People take for granted that Heidi Klum was an actress and a television host before she produced Project Runway. Tim Gunn has become a celebrity due to his loving nature, distinct voice and stellar vocabulary. Their Emmy is proof that they are a major part of the show’s success. You can't just pull people off the shelf and expect the same magic to happen.
Project Runway: All Stars may have the exact same premise as the original but at least it innovates. It gives designers we have come to love a chance at redemption. Judges Isaac Mizrahi and Georgina Chapman also speak more authoritatively and diplomatically about fashion. Casting has improved this season with charmless model Angela Lindvall and severe mentor Joanna Coles replaced by opinionated Alyssa Milano and effervescent Zanna Roberts Rossi.
These are not the only attempts to clone Runway. Here are some others:
The Fashion Show
When Bravo lost Runway to Lifetime they tried to keep viewers with The Fashion Show. Mizrahi served as designer judge and Kelly Rowland served as host. The show received a slight upgrade in season two when supermodel Iman took over as host.
Launch My Line
Bravo tried again with this series. Dean and Dan Caten, of DSquared, hosted this series that featured “professionals” paired with designers. Seemingly random people in fields ranging from event planning to architecture had to create their own fashion line.
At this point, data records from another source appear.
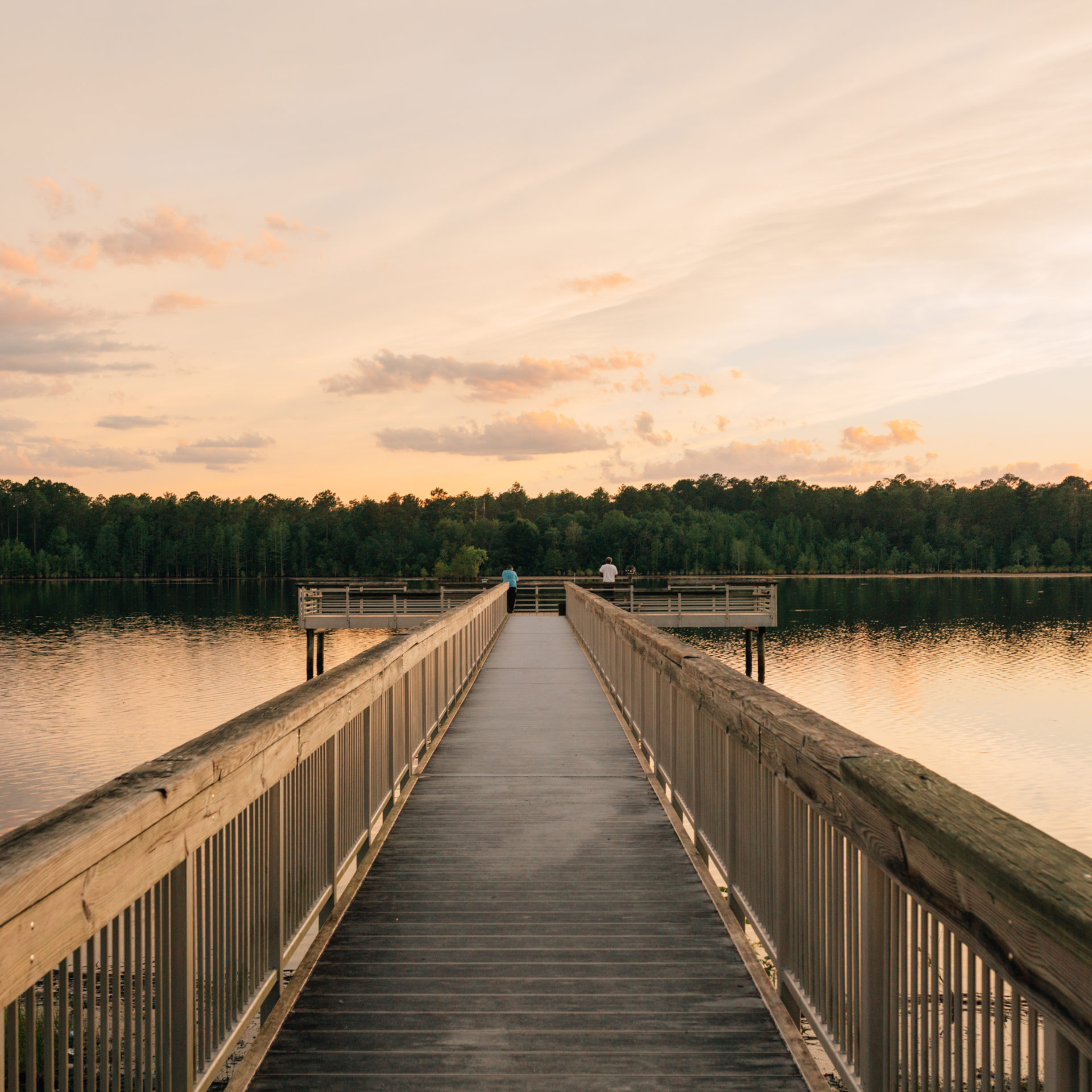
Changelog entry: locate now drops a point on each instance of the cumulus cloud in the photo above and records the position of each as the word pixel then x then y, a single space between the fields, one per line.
pixel 164 235
pixel 509 438
pixel 220 453
pixel 127 421
pixel 56 200
pixel 172 301
pixel 772 458
pixel 39 454
pixel 387 373
pixel 601 282
pixel 899 432
pixel 644 426
pixel 1035 473
pixel 18 261
pixel 681 383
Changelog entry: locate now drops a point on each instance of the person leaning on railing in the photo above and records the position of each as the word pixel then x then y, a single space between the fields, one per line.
pixel 511 579
pixel 610 574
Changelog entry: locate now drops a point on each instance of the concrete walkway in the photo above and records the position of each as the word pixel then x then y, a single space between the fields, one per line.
pixel 532 921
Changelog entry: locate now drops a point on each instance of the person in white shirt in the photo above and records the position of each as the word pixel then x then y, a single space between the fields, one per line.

Not to be outdone by the shamelessness of Bravo, Lifetime tried to create a spin-off of Runway hosted by Molly Sims. Designer Kenneth Cole served as judge in this inversion of Runway. Designers create accessories ranging from jewelry to headpieces and style them with provided clothing.
This show tried to bring Runway to network television. Jessica Simpson, Nicole Ritchie and designer John Varvatos judged designers and offered them a chance to sell their line at Express and H&M. The show had too much product placement and was a little late to the game in Runway rehashing.